Alcohol and marijuana laws in the United States are complicated to say the least. For instance, fourteen states, including Illinois, have legalized recreational marijuana.
However, the law is almost never a question of absolutes, even in the cases of a revoked license. The majority of states have open container laws, which significantly limit where and when you can drink in public. Federal law also prohibits driving with a certain amount of alcohol in your system.
However, the drunk driving laws are some of the few that apply at a federal level. In most other cases, drinking and marijuana laws are slightly different in each state.
We'll talk about the situation in Naperville and the rest of Illinois, especially regarding open container laws, in this article.
Open Container Laws and What they Mean
Illinois has a law against open containers, meaning that you're not allowed to have an open container of alcohol in an operating vehicle. It makes no difference if the car is parked or if the drink is in the passenger seat.
Illinois law prohibits having an open container in any part of the car. Taking alcohol from a restaurant in Naperville or other towns in a resealed container is also illegal.
It is, however, legal to take wine home from a restaurant if the container is sealed securely and placed in a container that can't be closed again after opening. A good example would be the plastic wrap around online orders.
This ensures that the driver hasn't consumed the wine while operating a vehicle.
Breaking these laws could result in serious charges, especially for those under 21. The state has a zero-tolerance policy for underage drinking. Not only could you lose your license, but you could face jail time.

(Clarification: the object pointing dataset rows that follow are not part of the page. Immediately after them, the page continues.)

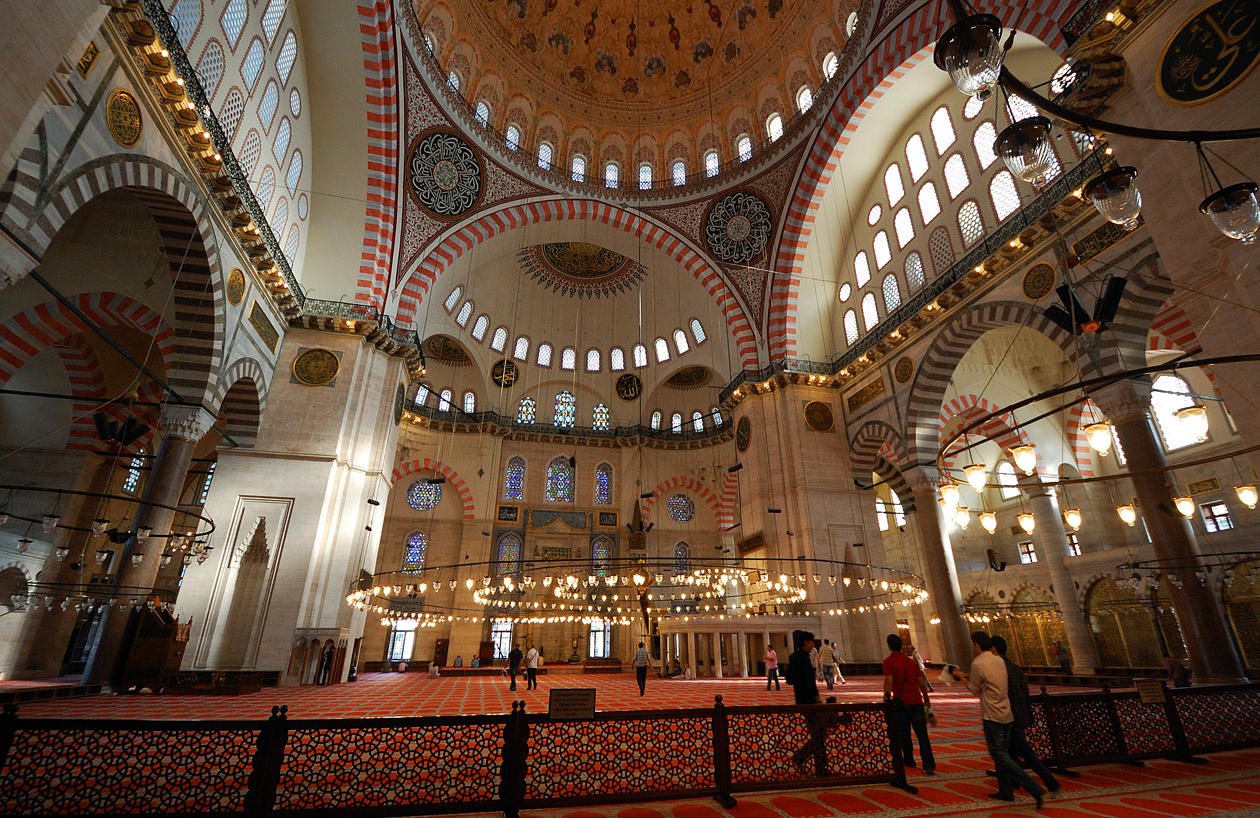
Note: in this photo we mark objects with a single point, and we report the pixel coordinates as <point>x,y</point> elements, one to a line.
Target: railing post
<point>260,799</point>
<point>722,754</point>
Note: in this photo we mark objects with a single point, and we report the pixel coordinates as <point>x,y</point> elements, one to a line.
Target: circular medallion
<point>742,434</point>
<point>444,174</point>
<point>1038,281</point>
<point>737,227</point>
<point>819,417</point>
<point>315,367</point>
<point>629,387</point>
<point>904,369</point>
<point>1210,53</point>
<point>504,373</point>
<point>122,116</point>
<point>236,286</point>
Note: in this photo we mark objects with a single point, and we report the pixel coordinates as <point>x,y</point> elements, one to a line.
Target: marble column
<point>180,429</point>
<point>1202,622</point>
<point>1052,538</point>
<point>943,589</point>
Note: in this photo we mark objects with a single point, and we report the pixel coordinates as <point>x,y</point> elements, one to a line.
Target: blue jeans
<point>997,736</point>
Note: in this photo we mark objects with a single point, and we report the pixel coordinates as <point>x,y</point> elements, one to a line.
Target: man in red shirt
<point>906,687</point>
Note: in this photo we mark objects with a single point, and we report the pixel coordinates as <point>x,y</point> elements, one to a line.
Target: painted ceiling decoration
<point>580,269</point>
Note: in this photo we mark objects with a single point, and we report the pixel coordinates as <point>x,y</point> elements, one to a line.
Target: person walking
<point>640,667</point>
<point>514,666</point>
<point>906,687</point>
<point>532,669</point>
<point>1021,707</point>
<point>988,681</point>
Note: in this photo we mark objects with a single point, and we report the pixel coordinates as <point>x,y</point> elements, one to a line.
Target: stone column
<point>941,576</point>
<point>1052,537</point>
<point>180,429</point>
<point>1207,638</point>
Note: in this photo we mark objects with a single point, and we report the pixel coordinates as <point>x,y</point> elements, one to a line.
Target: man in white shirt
<point>988,681</point>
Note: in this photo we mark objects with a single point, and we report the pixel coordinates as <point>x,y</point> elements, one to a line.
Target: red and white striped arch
<point>452,479</point>
<point>522,214</point>
<point>902,46</point>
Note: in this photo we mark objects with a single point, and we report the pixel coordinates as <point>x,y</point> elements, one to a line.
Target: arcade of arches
<point>366,293</point>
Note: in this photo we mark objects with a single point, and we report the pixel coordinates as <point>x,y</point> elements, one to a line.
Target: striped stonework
<point>515,216</point>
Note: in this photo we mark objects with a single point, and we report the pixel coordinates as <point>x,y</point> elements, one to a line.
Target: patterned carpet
<point>1230,785</point>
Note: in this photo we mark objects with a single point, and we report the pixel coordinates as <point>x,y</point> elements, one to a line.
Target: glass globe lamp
<point>1116,197</point>
<point>970,53</point>
<point>1235,211</point>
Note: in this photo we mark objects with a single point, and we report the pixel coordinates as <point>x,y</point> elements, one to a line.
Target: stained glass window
<point>604,484</point>
<point>566,410</point>
<point>415,551</point>
<point>681,507</point>
<point>600,417</point>
<point>514,480</point>
<point>526,410</point>
<point>560,482</point>
<point>423,495</point>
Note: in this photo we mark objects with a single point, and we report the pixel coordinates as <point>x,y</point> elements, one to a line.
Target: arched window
<point>916,156</point>
<point>970,223</point>
<point>509,560</point>
<point>983,141</point>
<point>711,163</point>
<point>891,294</point>
<point>914,272</point>
<point>600,417</point>
<point>774,126</point>
<point>861,269</point>
<point>560,482</point>
<point>1008,484</point>
<point>955,175</point>
<point>943,130</point>
<point>851,328</point>
<point>905,227</point>
<point>892,184</point>
<point>1168,393</point>
<point>870,311</point>
<point>514,478</point>
<point>604,484</point>
<point>499,340</point>
<point>566,410</point>
<point>415,551</point>
<point>1003,194</point>
<point>804,98</point>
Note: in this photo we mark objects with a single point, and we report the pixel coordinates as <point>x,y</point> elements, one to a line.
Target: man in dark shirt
<point>1021,707</point>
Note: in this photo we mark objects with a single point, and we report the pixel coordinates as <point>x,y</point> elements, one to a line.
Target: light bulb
<point>1027,522</point>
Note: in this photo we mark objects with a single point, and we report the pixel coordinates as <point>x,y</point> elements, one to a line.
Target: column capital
<point>188,422</point>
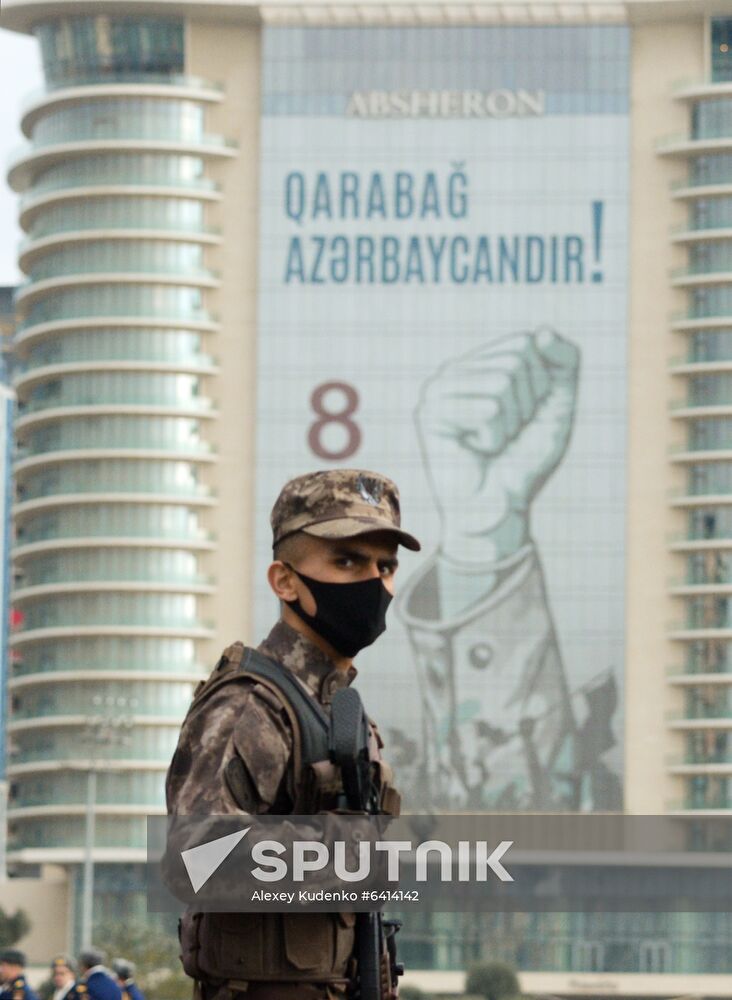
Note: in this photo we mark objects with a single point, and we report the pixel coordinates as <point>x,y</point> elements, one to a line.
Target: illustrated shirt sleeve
<point>498,724</point>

Illinois license reinstatement is a hassle. You'll have to pay $500, plus whatever you'd have to pay just to apply, and then you have to pass the driving test again.
Open Container Exceptions
We've already mentioned that there's often not one clear answer when it comes to law. Illinois open container laws exemplify this.
While you're not allowed to have any open containers of alcohol in a car, whether you're driving or not, certain vehicles, such as limousines, mobile homes, and private busses are an exception, but only for the passengers. Even though there's no chance you'll be driving, public buses are no place to drink.
It is legal, however, to drink on planes and trains, assuming you're a passenger. You can be charged with a DUI if you're piloting a boat while drunk. You can even be arrested for piloting a kayak drunk.
Passengers on the boat are able to drink, but it might be risky, because boats often aren't that big, and people tend to get reckless when drunk or stoned.
Marijuana and Driving
Marijuana is another complex topic in Illinois. Recreational marijuana use has been legal in Illinois for about two years, and the state had a medical program for 6 years.
Open container laws are similar for marijuana as they are for alcohol. The container must be sealed to the point that not even the scent can escape. The container also needs to be childproof, for obvious reasons.
It's also illegal to drive under the influence of marijuana, and there is a zero-tolerance policy for marijuana as well. Much like liquor, the legal age for marijuana in Illinois is 21.
However, unlike liquor, marijuana can stay in your system for several days. If you smoked cannabis yesterday and decided to drive around today, you can be arrested under the zero-tolerance policy.
Legal or not, though, don't think you can just refuse the test. Illinois is an applied consent state, where just driving the car means that you can't refuse tests
This is more of a worst-case scenario, though. Cannabis will show up on a drug test, but you'd have to know to look for it.
If you are charged with a cannabis DUI, and are of legal age, you may have a better chance to get the charges dismissed. Given the amount of confusion and variability surrounding marijuana use, it's harder to tell if someone is actually impaired or how long ago they used it.
Suppose you are caught driving under the influence or with an open container in your car in the Naperville area. What are the consequences?
It depends on what you did, because the penalties differ quite a bit for open container and a DUI. An open container charge will get you a fine, which can go up to $1,000.
License suspension will be added to this if you're charged with open container multiple times in a year. If you're a minor, the suspension is automatic with a first offense. A minor's license may be revoked for a second offense.
This means that you'll have to go through the whole process of license reinstatement.
A DUI is a much more serious offense. A DUI often leads to jail time, up to a year for a first offense. In the case of medical marijuana, you can have your medical card revoked for up to two years if you have one.
If you're a medical marijuana provider, you can have your license to sell revoked for two years.
Driving while high on marijuana will often be treated the same way as drinking and driving. You'll lose your license and may face jail time.
Open Container Laws in Naperville and the Rest of Illinois
We've mentioned in the paragraphs above that most states have some form of open container law. Some others don't necessarily forbid open containers, but the driver is not allowed to drink while driving.
In Illinois, on the other hand, having any kind of open container of alcohol in the car is illegal. We've talked about Illinois's open container laws in this article, but there's a lot more to know.